So I have been thinking about resource consumption a lot after watching the most important video you will ever see. It is pretty long so I will summarize it as follows, the professor makes a strong case for sustainability on the basis that if our fossil fuels are used at an exponential rate we will find ourselves without energy very quickly.
While the argument was a strong one, there was an assumption/narrative being made/forced in the video: that the consumption of our resources is currently exponential.
I did a couple of searches through the internet, but the evidence does not support the claim that our energy use is exponential -that is in developed nations, and on the global scale. In fact the charts seen in all my searches seemed to show a linear growth, as in this chart provided by wolfram of petroleum consumption. If I am wrong feel free to send me evidence showing otherwise, as this may just be a very local view of an exponential curve.
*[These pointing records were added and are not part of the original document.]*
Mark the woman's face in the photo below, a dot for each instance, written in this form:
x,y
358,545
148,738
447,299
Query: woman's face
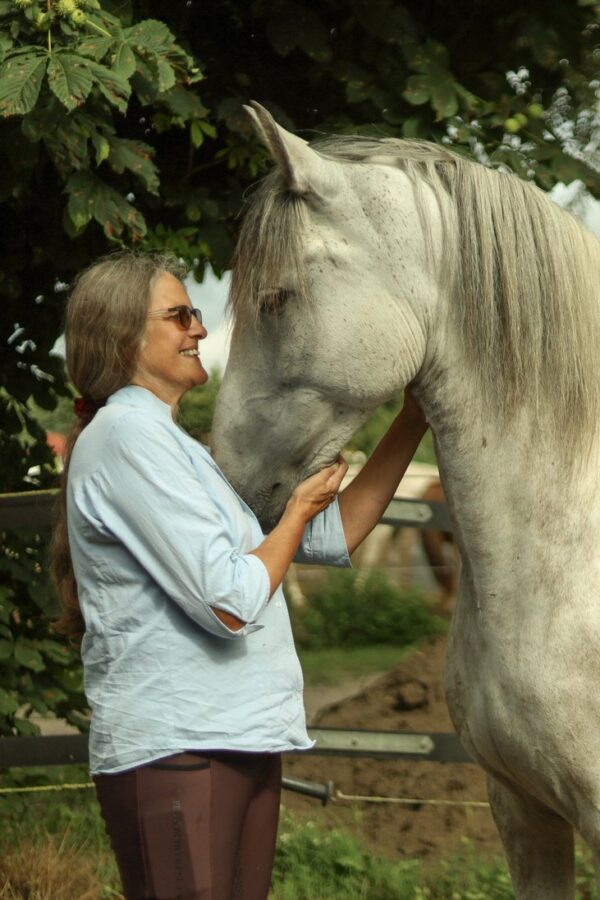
x,y
169,364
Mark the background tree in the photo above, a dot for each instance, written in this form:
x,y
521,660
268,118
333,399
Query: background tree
x,y
109,136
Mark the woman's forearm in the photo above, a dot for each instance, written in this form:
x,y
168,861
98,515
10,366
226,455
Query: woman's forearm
x,y
279,547
366,498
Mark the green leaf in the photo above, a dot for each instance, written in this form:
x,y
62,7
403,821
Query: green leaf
x,y
92,198
115,88
101,146
418,90
150,35
443,98
95,46
20,82
182,103
28,656
124,61
137,157
166,76
8,703
69,79
6,45
411,127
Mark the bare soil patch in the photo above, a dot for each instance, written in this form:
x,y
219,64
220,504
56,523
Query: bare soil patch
x,y
408,698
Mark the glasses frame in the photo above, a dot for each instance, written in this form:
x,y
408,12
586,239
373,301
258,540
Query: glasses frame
x,y
178,313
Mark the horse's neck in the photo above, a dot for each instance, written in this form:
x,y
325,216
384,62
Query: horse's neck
x,y
518,512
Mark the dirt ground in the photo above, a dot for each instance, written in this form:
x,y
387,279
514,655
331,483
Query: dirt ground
x,y
414,830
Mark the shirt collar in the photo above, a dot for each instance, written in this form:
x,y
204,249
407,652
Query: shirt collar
x,y
142,398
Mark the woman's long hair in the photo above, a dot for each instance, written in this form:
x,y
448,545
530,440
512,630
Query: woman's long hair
x,y
104,331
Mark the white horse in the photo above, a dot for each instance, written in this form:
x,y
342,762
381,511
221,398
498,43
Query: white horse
x,y
364,265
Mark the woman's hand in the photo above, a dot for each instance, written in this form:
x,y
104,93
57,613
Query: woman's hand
x,y
310,497
315,494
364,501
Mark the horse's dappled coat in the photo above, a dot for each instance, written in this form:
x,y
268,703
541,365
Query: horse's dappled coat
x,y
364,265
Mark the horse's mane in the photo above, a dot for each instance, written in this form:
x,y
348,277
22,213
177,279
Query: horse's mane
x,y
525,275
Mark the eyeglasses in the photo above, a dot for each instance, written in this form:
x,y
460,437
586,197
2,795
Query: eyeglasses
x,y
182,314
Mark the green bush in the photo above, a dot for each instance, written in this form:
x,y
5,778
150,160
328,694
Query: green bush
x,y
313,864
355,611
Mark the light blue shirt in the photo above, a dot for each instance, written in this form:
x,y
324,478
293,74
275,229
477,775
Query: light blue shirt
x,y
157,538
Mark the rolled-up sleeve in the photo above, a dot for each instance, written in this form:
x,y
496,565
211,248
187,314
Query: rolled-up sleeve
x,y
323,540
148,497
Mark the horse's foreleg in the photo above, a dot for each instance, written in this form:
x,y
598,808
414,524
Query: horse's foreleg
x,y
537,842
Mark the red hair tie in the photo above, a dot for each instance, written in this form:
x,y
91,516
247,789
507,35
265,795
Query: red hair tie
x,y
86,408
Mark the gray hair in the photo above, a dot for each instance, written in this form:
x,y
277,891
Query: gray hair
x,y
106,318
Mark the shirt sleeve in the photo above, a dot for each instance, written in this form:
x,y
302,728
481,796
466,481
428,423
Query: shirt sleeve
x,y
323,540
148,496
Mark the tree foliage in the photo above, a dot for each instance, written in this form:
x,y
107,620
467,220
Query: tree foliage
x,y
121,123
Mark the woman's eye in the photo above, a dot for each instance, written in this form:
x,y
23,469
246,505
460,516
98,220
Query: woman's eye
x,y
272,302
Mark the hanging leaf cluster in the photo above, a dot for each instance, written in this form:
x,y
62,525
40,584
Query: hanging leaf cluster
x,y
68,72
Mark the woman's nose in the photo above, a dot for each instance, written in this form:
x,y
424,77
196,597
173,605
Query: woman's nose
x,y
197,330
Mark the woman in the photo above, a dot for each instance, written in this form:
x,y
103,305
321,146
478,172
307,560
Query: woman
x,y
190,669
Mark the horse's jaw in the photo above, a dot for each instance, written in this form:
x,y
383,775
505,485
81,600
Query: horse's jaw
x,y
244,438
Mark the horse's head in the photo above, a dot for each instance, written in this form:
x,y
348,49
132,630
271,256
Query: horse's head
x,y
333,295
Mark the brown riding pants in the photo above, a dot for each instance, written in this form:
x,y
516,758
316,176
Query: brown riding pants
x,y
194,826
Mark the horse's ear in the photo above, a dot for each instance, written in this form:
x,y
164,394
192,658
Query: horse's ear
x,y
304,171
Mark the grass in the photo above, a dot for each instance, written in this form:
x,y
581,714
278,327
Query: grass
x,y
337,664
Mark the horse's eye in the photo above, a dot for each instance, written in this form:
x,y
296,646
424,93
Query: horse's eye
x,y
272,302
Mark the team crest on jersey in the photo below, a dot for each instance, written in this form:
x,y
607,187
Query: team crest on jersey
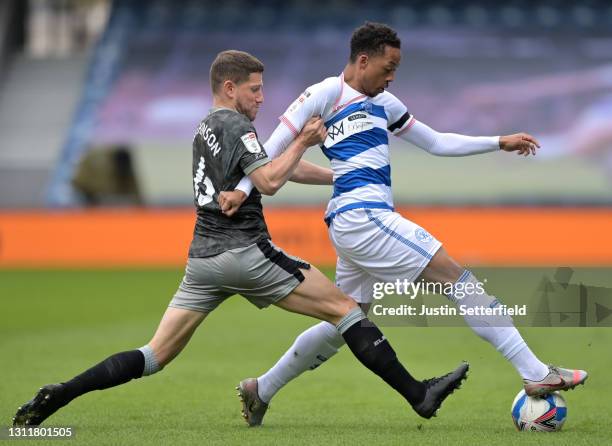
x,y
250,142
422,235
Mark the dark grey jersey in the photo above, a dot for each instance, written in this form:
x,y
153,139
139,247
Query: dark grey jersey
x,y
225,149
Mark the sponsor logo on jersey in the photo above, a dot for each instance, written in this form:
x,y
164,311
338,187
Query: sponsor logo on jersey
x,y
298,102
357,116
422,235
354,123
250,142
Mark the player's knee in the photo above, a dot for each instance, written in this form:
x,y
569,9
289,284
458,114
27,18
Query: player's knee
x,y
340,306
153,361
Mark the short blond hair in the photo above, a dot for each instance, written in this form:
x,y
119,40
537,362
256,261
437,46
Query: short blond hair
x,y
233,65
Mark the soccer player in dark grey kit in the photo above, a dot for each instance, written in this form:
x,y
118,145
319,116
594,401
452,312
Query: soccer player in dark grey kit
x,y
235,256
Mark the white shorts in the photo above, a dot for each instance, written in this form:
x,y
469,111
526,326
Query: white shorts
x,y
378,245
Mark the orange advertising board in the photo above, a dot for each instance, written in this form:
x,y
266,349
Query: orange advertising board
x,y
160,237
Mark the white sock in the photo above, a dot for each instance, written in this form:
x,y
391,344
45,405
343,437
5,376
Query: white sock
x,y
310,349
499,331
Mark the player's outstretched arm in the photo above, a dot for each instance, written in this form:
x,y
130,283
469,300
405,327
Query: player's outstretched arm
x,y
271,177
453,144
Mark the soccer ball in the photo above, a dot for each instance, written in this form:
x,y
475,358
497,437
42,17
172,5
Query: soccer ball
x,y
542,414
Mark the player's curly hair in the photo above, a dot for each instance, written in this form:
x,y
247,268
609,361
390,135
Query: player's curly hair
x,y
233,65
371,39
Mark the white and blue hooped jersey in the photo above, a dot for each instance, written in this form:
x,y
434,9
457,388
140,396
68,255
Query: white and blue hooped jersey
x,y
357,143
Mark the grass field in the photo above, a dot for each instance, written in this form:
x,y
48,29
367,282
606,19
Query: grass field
x,y
54,324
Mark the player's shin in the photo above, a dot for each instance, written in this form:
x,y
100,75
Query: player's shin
x,y
498,330
310,349
115,370
373,350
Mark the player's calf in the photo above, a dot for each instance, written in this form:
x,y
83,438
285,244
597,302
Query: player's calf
x,y
113,371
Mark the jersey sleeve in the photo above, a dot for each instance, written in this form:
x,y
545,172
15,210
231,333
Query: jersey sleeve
x,y
399,118
315,101
249,150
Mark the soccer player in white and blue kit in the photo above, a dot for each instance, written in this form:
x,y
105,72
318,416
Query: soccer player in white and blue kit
x,y
373,242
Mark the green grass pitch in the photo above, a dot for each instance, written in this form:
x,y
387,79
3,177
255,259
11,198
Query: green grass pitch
x,y
54,324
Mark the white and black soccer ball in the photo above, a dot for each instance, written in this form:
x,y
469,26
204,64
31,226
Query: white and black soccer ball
x,y
541,414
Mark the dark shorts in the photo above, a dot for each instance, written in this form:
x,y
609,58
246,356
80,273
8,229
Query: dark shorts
x,y
262,273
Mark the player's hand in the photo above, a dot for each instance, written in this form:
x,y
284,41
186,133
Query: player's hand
x,y
313,133
523,143
230,201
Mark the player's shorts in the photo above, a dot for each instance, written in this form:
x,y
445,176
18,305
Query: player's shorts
x,y
261,272
378,245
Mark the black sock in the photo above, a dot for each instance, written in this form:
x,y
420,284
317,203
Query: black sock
x,y
373,350
114,370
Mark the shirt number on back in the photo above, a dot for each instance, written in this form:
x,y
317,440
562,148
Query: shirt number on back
x,y
209,189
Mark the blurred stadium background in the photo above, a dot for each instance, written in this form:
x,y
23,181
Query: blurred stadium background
x,y
99,101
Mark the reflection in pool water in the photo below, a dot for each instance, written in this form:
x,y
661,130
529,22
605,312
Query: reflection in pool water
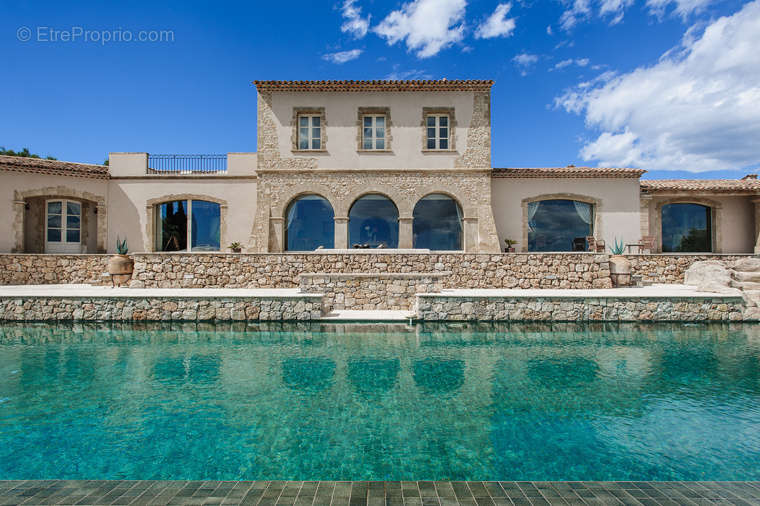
x,y
311,401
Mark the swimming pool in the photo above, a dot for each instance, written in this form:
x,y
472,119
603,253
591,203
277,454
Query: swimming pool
x,y
380,402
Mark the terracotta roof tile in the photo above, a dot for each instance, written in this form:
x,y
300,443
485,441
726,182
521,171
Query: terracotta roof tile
x,y
351,86
701,185
569,172
52,167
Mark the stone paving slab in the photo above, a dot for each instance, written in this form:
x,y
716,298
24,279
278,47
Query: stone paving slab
x,y
370,493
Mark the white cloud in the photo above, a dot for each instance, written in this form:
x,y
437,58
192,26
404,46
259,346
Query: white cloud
x,y
497,24
354,23
524,61
683,8
407,74
581,62
697,109
614,10
426,26
342,56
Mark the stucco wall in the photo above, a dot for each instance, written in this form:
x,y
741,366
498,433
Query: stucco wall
x,y
14,186
618,209
130,199
734,220
341,116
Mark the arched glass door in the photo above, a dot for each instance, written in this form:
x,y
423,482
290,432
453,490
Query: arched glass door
x,y
437,223
63,226
373,222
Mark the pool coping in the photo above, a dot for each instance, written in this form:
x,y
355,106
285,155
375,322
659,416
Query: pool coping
x,y
356,493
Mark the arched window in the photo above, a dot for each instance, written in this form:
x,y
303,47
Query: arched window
x,y
183,222
310,224
437,223
686,228
559,225
373,222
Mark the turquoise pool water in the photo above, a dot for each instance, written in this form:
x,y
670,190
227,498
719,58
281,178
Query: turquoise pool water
x,y
507,402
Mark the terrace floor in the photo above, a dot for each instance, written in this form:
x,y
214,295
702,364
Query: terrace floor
x,y
418,493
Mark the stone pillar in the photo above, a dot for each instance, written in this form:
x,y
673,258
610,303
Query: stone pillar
x,y
19,209
341,232
470,234
102,233
405,239
756,203
276,234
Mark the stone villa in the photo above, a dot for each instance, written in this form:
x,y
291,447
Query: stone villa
x,y
402,165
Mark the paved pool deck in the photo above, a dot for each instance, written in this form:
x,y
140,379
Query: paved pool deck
x,y
370,493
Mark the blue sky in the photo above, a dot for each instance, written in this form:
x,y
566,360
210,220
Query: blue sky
x,y
665,85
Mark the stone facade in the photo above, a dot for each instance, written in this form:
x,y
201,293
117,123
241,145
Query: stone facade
x,y
462,308
120,308
229,270
371,291
54,269
670,269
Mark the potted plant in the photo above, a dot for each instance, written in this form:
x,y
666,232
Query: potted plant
x,y
620,266
120,266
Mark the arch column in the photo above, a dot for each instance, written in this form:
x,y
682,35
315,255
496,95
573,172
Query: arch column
x,y
405,238
470,225
341,232
19,208
276,234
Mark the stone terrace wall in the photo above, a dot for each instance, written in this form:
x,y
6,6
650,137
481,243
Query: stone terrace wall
x,y
462,308
282,270
670,269
368,291
20,269
139,308
209,270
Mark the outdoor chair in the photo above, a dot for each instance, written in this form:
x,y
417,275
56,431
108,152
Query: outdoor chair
x,y
595,245
646,243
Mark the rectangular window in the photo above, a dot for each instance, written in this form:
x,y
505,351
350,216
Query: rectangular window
x,y
373,132
309,132
437,126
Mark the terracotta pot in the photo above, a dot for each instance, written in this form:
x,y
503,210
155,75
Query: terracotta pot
x,y
120,267
620,270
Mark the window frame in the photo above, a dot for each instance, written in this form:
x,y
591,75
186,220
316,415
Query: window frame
x,y
364,112
438,112
309,112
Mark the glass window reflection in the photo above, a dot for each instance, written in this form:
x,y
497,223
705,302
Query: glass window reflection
x,y
686,228
559,225
373,222
310,224
437,223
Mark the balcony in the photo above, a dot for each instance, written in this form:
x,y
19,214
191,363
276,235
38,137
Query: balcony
x,y
141,165
187,164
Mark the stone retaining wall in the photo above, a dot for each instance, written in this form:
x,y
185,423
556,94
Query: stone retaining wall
x,y
119,308
670,269
368,291
282,270
223,270
463,308
20,269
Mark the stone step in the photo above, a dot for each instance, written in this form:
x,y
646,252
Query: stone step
x,y
745,285
753,277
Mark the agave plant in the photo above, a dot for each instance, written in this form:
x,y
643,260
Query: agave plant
x,y
618,248
121,246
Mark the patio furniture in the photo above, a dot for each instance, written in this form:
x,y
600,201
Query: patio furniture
x,y
595,245
646,243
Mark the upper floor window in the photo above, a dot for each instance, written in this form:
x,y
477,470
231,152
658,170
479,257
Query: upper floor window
x,y
373,132
309,132
438,131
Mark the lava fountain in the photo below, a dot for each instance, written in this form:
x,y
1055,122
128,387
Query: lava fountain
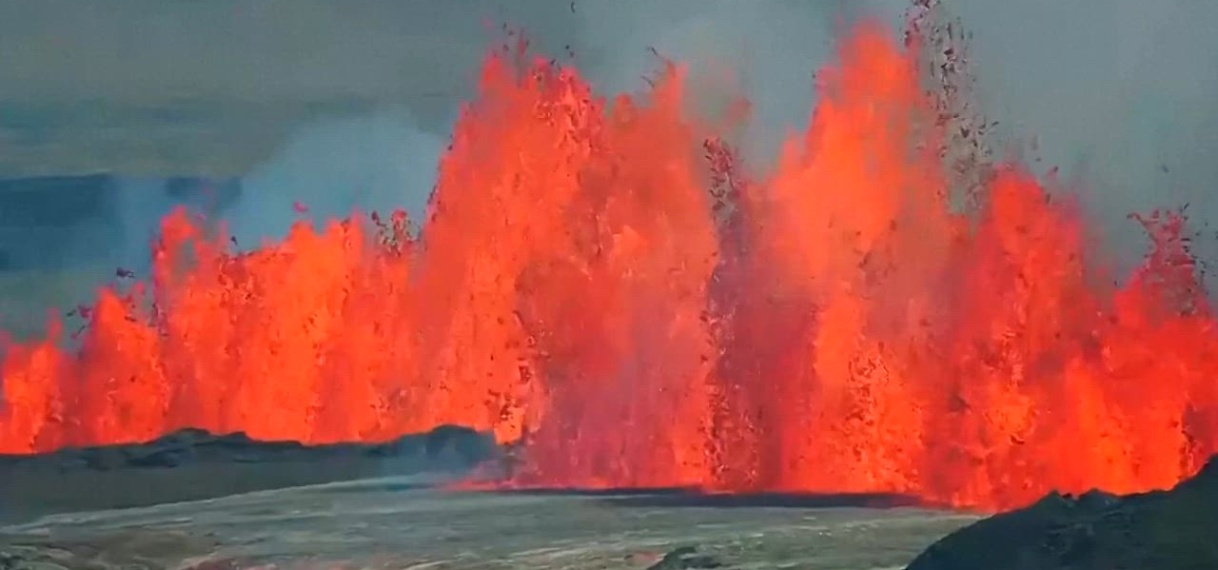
x,y
603,278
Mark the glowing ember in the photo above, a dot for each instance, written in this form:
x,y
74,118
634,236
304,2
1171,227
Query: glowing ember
x,y
601,277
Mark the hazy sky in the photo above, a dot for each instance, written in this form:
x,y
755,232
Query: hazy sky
x,y
1119,88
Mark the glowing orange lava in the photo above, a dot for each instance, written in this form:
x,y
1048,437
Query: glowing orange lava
x,y
602,277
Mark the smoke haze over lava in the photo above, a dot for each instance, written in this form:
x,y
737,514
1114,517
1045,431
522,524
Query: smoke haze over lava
x,y
655,299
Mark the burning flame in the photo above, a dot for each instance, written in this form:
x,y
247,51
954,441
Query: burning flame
x,y
601,278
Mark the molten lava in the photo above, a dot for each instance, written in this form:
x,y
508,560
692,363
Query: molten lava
x,y
601,277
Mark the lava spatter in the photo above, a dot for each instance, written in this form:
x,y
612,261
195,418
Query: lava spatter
x,y
602,277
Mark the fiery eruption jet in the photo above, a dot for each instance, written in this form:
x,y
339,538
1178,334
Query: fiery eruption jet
x,y
604,274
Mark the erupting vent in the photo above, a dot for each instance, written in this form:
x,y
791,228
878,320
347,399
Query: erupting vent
x,y
601,275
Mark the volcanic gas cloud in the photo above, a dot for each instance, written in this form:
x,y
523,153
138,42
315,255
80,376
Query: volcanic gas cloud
x,y
602,275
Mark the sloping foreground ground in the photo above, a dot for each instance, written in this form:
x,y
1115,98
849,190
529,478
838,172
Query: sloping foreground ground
x,y
398,523
191,465
127,507
173,503
1168,530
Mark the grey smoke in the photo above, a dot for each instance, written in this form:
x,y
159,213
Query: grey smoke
x,y
1121,90
329,169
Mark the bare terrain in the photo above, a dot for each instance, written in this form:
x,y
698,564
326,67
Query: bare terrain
x,y
400,523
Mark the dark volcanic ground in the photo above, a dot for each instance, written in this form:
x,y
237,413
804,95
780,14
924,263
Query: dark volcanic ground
x,y
200,501
195,499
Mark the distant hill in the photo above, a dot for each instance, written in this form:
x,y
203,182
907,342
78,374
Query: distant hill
x,y
1165,530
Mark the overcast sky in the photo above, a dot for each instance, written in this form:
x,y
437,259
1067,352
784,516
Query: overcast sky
x,y
1122,88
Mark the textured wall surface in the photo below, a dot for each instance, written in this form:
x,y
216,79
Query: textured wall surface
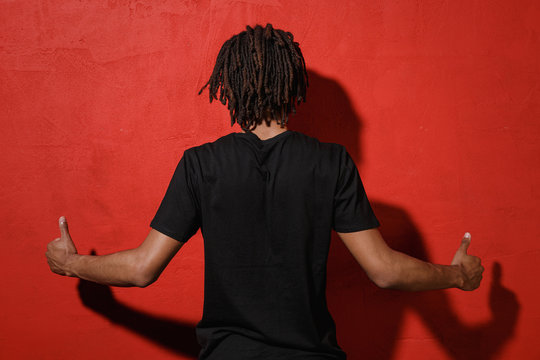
x,y
437,101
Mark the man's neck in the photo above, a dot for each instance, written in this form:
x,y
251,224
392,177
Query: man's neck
x,y
268,130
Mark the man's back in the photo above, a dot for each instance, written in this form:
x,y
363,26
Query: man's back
x,y
266,209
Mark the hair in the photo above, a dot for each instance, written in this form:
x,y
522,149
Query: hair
x,y
259,72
This led my mind to wonder about classifying increasing sequences based on their percent growth rates.
Let $f:\mathbb Z \rightarrow \mathbb R$ be an increasing sequence mapping a set of integers $[\alpha,\infty)$ to $[1,\infty)$ in the reals such that $f_0 = f(\alpha)=1, f_1=f(\alpha+1), \ldots, f_n=f(\alpha +n)$
We can then define sequential percent growth between any two consecutive elements in the sequence to be: ${f_n-f_{n-1} \over f_{n-1}} \times100 \%$
As to be expected with an increasing geometric sequence: $ar^0, ar^1, \ldots, ar^n$ where the ratio between any two consecutive terms is r. The percent growth between any two consecutive terms then turns out to be: ${ ar^n -ar^{n-1} \over ar^{n-1}} \times 100 \% = (r-1) \times 100 \%$.
The interesting stuff starts happening when we try to apply this growth definition to other increasing sequences.
So for instance, we find that for $f(x) = x$, the percent growth from one element $f_{n-1}$ to the next $f_n$ is: ${1 \over n} \times 100\%$
With a little more work we can generalize for $f(x)= mx+b$ to find that the percent growth is: ${m \over m(\alpha + n-1) + b} \times 100 \%$
I know enough about math to know that for polynomial the percent growth rates will asymptotically go to zero as n gets large.
I also know about the better curve fitting methods, and know for continuous models we can use calculus, and I have heard of and know very little of big O and little O notation...
What I am wondering is the following:
1) What is this concept I have stumbled upon called? I have done searches related to it, and found nothing. BUT it is too simple to have never been explored before. The search I have done on growth for example have pretty much classified growth into the categories of: linear growth, polynomial growth, logistic growth, exponential growth, and hyperbolic growth.
2) If it is not new, in which course is this taught? I am amazed that such a concept isn't explored more commonly as I think this being used to determine given the % growth of data what sequences may fit the data, and possibly have ways of making interesting theorems about the growths of certain sequences.
3) Am I making a mountain out of a mole hill?
So far I have tried finding the percent growth of sequences of the following other functions as well: Root functions, Logistic functions, hyperbolic functions, factorials, super-exponential functions, and even the Fibonacci sequence.
I apologize if the video is seen with any degree of politicization, that is not my intent. My intent is to be able to determine what can be said about % growth data that is presented to us whether it maybe in population increase, inflation, to examine Neo-Malthusian ideas with a fair and critical lens or whatever.